The International Community’s Response
The Syrian government’s response to the protests is likely to affect international relations in many fronts. Firstly, the international reactions to the Syrian unrest and the Syrian government’s response have raised the concerns of Western governments including the United States and European countries.
Many Western governments have expressed condemnation over President Al-Assad’s violent response to the peaceful demonstrators. Secondly, following the uprising, many people are fleeing Syria into the neighboring Middle East countries. Many of these refugees pose a security threat to the country of destination. The Syrian government reports that 700 people, described as terrorists along with their families, escaped custody of Syrian authorities and entered Turkey.
From the human rights front, the Syrian government is accused of human rights abuse. The mass killing of protesters and dissenting military is likely to lower Syria’s international rating with respect to human rights. The London-based Syria Observatory for human rights reports that, over 1,100 civilians have died following the protests. Additionally, about 10,000 people are incarcerated in jails since the start of the uprising.
The Syrian government’s violent response to protesters that has led to mass killings, gross abuse of human rights, and the fear of terrorists infiltrating into neighboring countries like Lebanon and Turkey; will inevitably affect international relations attracting sanctions or military action to force the government to implement necessary economic and political reforms.
Following the Syrian’s uprising and the government’s violent response, the credibility of the Syrian government in the international arena is low. Instead of implementing necessary reforms, President Al-assad mobilized the military to quell the Syria’s internal strife.

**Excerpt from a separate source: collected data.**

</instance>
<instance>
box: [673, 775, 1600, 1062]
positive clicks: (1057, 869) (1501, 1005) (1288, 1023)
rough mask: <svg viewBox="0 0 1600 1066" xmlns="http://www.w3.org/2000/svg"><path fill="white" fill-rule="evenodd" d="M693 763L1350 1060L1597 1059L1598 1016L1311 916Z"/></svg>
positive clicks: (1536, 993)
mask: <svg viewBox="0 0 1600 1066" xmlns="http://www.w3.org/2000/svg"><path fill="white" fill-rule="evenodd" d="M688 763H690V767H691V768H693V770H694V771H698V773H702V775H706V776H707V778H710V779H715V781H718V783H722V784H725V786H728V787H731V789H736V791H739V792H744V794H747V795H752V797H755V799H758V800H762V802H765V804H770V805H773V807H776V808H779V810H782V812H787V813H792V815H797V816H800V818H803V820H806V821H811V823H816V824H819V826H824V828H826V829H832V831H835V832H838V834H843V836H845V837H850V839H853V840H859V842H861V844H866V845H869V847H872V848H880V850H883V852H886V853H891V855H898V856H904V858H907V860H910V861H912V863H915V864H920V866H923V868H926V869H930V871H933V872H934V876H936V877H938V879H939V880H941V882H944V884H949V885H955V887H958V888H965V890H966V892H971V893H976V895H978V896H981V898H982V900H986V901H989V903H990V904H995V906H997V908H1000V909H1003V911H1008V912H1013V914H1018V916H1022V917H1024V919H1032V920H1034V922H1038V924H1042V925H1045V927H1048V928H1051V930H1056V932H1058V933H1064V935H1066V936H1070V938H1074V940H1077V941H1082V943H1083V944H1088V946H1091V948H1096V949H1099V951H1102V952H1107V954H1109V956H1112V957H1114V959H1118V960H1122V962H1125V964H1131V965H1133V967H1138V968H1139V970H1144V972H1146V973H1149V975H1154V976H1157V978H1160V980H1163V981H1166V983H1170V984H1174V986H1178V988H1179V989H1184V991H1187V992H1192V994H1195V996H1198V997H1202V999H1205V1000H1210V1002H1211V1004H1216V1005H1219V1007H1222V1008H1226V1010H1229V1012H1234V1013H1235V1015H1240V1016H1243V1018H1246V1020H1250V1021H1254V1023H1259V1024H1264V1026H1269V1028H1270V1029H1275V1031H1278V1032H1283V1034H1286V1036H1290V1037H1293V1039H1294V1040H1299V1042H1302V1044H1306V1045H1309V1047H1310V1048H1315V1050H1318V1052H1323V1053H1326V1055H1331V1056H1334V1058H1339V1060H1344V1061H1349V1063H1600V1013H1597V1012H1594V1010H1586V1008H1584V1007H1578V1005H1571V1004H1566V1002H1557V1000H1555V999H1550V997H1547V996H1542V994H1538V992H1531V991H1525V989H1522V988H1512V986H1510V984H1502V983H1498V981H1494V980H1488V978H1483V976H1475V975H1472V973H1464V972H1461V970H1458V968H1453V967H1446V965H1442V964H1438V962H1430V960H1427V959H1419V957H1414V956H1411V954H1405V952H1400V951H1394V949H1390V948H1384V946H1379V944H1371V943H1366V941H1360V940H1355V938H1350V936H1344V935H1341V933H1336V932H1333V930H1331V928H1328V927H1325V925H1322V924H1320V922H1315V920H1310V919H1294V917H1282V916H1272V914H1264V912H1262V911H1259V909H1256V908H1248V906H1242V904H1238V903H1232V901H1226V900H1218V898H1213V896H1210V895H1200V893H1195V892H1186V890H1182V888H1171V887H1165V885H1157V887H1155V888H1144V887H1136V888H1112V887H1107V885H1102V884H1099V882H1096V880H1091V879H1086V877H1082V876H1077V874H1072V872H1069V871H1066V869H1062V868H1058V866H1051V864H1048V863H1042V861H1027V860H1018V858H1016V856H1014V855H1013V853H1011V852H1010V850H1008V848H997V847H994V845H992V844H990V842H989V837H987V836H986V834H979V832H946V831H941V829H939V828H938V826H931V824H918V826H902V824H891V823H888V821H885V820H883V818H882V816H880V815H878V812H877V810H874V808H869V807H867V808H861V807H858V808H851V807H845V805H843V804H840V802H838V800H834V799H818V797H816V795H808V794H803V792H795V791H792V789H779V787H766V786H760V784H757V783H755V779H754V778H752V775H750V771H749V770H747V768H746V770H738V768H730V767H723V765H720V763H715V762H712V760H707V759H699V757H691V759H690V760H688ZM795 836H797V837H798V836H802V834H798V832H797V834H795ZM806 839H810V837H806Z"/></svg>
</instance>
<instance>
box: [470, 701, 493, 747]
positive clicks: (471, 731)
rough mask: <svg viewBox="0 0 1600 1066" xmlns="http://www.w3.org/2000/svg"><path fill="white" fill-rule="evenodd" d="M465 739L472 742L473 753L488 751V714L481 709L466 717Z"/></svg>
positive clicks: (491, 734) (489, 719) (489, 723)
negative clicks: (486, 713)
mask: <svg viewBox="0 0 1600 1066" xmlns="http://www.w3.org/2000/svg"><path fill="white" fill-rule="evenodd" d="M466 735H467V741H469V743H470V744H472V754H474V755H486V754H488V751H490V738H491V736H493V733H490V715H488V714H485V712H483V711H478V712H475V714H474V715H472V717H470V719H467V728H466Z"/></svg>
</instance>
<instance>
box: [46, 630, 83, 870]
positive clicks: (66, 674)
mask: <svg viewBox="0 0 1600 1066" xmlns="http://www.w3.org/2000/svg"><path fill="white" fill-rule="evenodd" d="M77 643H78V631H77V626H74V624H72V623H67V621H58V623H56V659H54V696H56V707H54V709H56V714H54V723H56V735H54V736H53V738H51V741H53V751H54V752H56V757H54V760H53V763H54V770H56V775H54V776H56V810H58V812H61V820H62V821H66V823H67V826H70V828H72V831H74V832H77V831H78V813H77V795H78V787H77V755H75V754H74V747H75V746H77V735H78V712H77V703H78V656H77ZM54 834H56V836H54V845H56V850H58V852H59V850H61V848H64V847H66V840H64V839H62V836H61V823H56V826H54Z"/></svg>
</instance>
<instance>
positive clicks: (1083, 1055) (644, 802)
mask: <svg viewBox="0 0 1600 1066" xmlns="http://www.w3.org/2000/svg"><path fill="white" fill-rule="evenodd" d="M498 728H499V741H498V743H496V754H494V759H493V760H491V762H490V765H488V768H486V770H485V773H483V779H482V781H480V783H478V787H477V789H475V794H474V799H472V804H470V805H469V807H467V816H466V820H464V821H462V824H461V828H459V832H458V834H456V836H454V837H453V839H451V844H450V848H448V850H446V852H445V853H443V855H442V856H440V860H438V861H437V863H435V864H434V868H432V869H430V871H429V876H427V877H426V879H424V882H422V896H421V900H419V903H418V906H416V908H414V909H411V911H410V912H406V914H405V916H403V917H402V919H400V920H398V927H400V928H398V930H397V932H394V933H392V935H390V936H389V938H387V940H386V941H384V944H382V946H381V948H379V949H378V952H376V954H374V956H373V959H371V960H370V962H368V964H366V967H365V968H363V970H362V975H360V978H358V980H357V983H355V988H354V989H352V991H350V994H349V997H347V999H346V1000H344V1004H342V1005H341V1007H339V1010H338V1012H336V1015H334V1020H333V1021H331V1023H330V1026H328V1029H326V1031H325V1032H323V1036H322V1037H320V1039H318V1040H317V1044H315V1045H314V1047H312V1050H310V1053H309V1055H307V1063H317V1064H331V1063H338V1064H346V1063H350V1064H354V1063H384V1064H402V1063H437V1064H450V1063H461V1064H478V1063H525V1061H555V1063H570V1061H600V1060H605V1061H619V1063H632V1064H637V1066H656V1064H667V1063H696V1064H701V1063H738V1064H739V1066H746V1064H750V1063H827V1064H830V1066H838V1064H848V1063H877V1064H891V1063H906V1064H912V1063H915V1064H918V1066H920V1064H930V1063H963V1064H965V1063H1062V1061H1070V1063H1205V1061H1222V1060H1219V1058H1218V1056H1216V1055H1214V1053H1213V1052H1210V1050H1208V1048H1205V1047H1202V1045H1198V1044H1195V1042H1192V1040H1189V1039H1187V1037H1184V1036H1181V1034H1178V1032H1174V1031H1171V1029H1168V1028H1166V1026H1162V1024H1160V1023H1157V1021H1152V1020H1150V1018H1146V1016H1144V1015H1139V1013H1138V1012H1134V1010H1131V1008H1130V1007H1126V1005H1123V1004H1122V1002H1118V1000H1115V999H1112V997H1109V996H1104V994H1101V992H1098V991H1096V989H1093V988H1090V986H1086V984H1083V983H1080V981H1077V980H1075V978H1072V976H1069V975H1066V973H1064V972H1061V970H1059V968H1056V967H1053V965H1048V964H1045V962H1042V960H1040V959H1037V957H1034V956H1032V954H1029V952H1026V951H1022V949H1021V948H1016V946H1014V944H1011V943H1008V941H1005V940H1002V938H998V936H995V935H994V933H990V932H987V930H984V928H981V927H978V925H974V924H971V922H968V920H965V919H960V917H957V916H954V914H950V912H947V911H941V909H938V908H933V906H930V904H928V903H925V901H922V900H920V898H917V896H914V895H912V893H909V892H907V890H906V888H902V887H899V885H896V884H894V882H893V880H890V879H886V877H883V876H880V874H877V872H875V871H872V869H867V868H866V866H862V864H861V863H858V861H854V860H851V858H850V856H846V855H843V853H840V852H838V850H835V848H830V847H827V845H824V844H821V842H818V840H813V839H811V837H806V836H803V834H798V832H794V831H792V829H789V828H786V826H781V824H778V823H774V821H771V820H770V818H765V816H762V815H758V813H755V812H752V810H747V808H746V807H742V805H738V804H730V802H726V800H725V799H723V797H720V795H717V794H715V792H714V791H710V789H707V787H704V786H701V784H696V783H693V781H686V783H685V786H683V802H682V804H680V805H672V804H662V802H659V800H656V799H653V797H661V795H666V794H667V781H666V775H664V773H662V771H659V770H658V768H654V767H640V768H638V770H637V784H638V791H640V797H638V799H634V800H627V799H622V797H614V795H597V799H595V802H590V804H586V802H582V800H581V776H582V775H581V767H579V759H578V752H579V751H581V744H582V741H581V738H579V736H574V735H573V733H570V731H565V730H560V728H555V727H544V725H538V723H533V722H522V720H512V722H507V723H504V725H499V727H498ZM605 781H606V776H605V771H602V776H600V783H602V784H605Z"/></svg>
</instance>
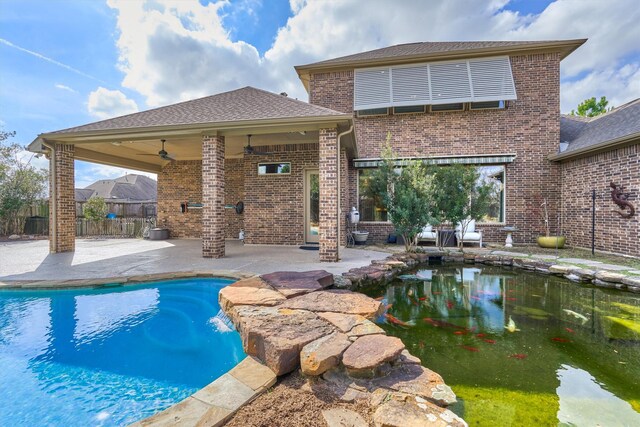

The military operation has resulted into the deaths of over 300 military personnel and over 1000 civilians. The regime has deployed its army to counter the uprising resulting into an internal war. Currently, Al-Assad’s regime is fighting to stay in power and is using all means to quell the insurgency against the will of the citizens.
The mounting international pressure on the Syrian government to stop the killings and human rights abuses is an indication that in the international opinion, Syria’s current regime is illegitimate and dictatorial. President Al-Assad is under much criticism from the United States, European countries and Asia to step down and allow regime change.
The uprising is motivated by need for democratic change hence has the support of the international community. However, the regime’s response to these protests, including killings, abuse of human rights, and detention of civilian, makes Al-Assad’s regime illegitimate; hence, the international sanctions and call for regime change. The international community is calling for a guided political transition to prevent the uprising from escalating into a civil war.